Seminar für Physik-Lehramt. Master-Studium. Umfasst ca. 150 Stunden. Begleitmaterial für Lehrende an Hochschulen inklusive Präsentationen, Prüfungs-Leistungskriterien, Verlaufspläne für Präsenz-Sessions, und Vieles mehr. Uns beschäftigt die Frage: Wie kann eine Praxis als Physiklehrer*in aussehen, bei der Soziale Gerechtigkeit angestrebt wird? Seit Jahrzehnten sehen wir Unter-Repräsentationen in Physik-nahen Berufen: weniger Frauen, weniger Menschen of Colour, weniger Menschen aus Haushalten mit wenig Geld, und so weiter. Und das obwohl beispielsweise Mädchen ähnlich gute Noten schreiben in Physik. Forschung der vergangenen Jahre hat gezeigt: Es geht eben nicht nur um Noten. Es geht insbesondere darum, wer sich mit Physik und Naturwissenschaften identifizieren lernt - und wer nicht. Also um die Frage, wer eine naturwissenschaftliche Identität entfaltet. Und wer dazu im Ökosystem Schule (nicht) eingeladen wird. Dabei spielen Fach-Lehrer*innen eine ganz zentrale Rolle, weil ihr Feedback das Feedback von einer kompetenten Person ist, also wertvoll ist. Gleichzeitig sind Physik-Lehrer*innen keine Diversitäts-Expert*innen - und sollen es auch nicht werden. Das wäre zu viel verlangt, wo doch schon so viele Aufgaben auf ihnen lasten. Im Seminar geht's jetzt darum, eine Brücke zu schlagen zwischen dieser Relevanz auf der einen Seite und den limitierten Ressourcen auf der anderen Seite.
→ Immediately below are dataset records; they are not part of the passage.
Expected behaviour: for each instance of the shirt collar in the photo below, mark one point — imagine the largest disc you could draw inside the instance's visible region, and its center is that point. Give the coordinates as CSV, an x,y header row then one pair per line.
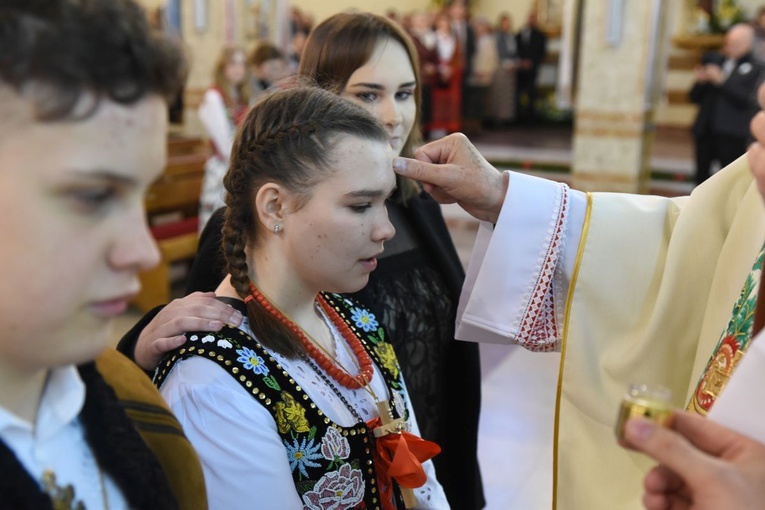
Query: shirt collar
x,y
61,402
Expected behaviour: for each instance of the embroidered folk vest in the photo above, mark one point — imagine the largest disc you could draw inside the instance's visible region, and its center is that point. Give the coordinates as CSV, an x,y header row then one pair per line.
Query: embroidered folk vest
x,y
332,466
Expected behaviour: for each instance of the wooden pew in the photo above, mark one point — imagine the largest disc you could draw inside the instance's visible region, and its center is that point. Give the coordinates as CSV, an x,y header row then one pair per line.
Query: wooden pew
x,y
172,205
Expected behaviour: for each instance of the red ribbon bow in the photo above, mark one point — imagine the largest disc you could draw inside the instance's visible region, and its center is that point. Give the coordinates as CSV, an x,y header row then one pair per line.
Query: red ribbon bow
x,y
399,456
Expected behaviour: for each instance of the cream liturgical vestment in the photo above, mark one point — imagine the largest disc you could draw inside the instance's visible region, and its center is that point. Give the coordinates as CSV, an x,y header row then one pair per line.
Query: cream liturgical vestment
x,y
630,288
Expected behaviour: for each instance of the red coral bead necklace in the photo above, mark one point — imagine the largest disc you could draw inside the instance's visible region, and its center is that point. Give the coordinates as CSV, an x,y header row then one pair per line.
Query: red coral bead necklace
x,y
336,372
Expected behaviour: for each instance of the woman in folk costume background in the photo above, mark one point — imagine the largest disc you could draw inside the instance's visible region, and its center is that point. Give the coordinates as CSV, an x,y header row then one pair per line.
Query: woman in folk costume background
x,y
446,109
222,109
83,90
288,409
414,292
Unser Ansatz: Kritisches Bewusstsein entwickeln wie Paulo Freire und bell hooks es vorgeschlagen haben, also Verständnisse, Haltungen, und Handlungs-Routinen. Dafür entwickeln Student*innen in 2-3er-Gruppen eine Physik-Unterrichts-Einheit, die ca. 5 Stunden umfasst und gleichzeitig einen strukturellen Beitrag leistet zum Abbau von Unter-Repräsentationen. Die entwickelten Unterrichts-Einheiten werden am Ende des Seminars als offene Bildungs-Materialien veröffentlicht. Wir holen die tatsächlichen Schwierigkeiten, Bedenken, und Konflikte in den Seminarraum, indem wir Bildungsstandards und Diversität gleichzeitig behandeln. Und dann diskutieren wir, dann streiten wir, dann reflektieren wir. Ziel ist kein gemeinsamer Konsens - wir schaffen einen Raum, in dem alle Student*innen ihr individuelles kritisches Bewusstsein entfalten können innerhalb des demokratischen Grundkonsens. Und so schaffen wir die Grundlage für Physik-Unterricht als "befreiende Praxis" im Sinne von Paulo Freire und hooks!